Farmaco di Ascierto bocciato dall’Aifa, il professore: “Funziona e vi dico anche quando la cura è efficace”

Dopo le smentite ufficiali arrivate da uno studio coordinato da Reggio Emilia e reso noto dall’Aifa, secondo cui il tocilizumab non avrebbe effetti sui pazienti affetti da Covid-19 meno gravi, arriva puntuale la replica di Paolo Ascierto, direttore dell’Unità di oncologia melanoma, immunoterapia oncologia e terapie innovative dell’Istituto tumori Irccs Fondazione Pascale di Napoli.
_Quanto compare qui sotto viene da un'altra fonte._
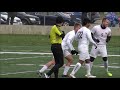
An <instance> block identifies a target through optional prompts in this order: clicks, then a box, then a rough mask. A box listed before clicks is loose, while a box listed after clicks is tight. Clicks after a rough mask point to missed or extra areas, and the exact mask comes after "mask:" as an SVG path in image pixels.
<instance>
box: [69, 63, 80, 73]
mask: <svg viewBox="0 0 120 90" xmlns="http://www.w3.org/2000/svg"><path fill="white" fill-rule="evenodd" d="M80 67H81V64H80V63H79V62H78V63H77V64H76V65H75V67H74V69H73V71H72V72H71V74H72V75H74V74H75V73H76V72H77V71H78V70H79V69H80Z"/></svg>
“Sarei cauto nell’affermare che questo farmaco non funziona, a causa di una serie di limitazioni che riguardano lo studio in questione, che è giunto a conclusioni già note, su pazienti non gravi. Nei pazienti con forma più severa, il tocilizumab funziona e noi lo stiamo dimostrando” ha spiegato il dott. Ascierto, noto alle cronache in questi mesi di emergenza per essere stato il primo ad utilizzare il farmaco anti-artrite reumatoide per trattamento la polmonite interstiziale da coronavirus.

“C’è una serie di punti da notare – sottolinea Ascierto – innanzitutto parliamo di due studi, il nostro ‘Tocivid-19’ e quest’ultimo, che arruolano due categorie di pazienti diversi. Nel trial emiliano i pazienti vengono trattati in una fase precoce e in una situazione più lieve, rispetto allo studio Tocivid-19. Ancora, nello studio emiliano per definire la risposta infiammatoria il paziente doveva corrispondere a una sola di queste tre situazioni: una misurazione della febbre al di sopra di 38° C negli ultimi 2 giorni, l’incremento della Pcr di almeno due volte il valore basale, oppure una Pcr sierica maggiore o uguale a 10 mg/dl. In pratica il paziente poteva anche solo avere avuto la febbre. Infine, i risultati riguardano 123 pazienti (anzi, la metà sono quelli effettivamente trattati essendo uno studio randomizzato): una coorte di sicuro piccola rispetto al Tocivid-19, che viene condotto su 330 pazienti, ma con una coorte osservazionale di oltre 2.500 pazienti”.

“A un mese nel nostro studio è stato ottenuto un tasso di letalità del 22,4%, quindi un risultato superiore del 10% rispetto a quanto prospettato. A 30 giorni l’impatto del tocilizumab c’è, e un altro piccolo studio retrospettivo dell’università del Michigan su pazienti gravi dimostra esattamente quello che abbiamo visto noi. Detto questo, il dato negativo su pazienti lievi già era stato evidenziato da uno studio di Sanofi Regeneron reso noto il 27 aprile: era stato affermato che il sarilumab, un analogo del tocilizumab, non funziona nelle fasi precoci, ma funziona in pazienti più seri. Tra l’altro la mortalità osservata in questo studio a 30 giorni è stata del 3% circa, indicando che si tratta di una popolazione selezionata a prognosi più favorevole”.

“La chiave sta tutta nella tempesta citochinica: se non c’è, il farmaco non funziona. Questo medicinale, in fondo, viene studiato proprio per trattare questa complicanza e non serve per prevenirla. Ci sono altri farmaci che, somministrati in fase precoce, possono avere effetto per prevenire, come i Jak inibitori, che vengono dati attualmente insieme al cortisone: hanno l’abilità di non scatenare la tempesta citochinica. Infine, nel report Aifa c’è scritto chiaramente che è possibile che selezionati sottogruppi di pazienti possano avere una migliore risposta al farmaco. Gli studi di fase 3 in corso ci daranno informazioni in più”, conclude il dott. Ascierto.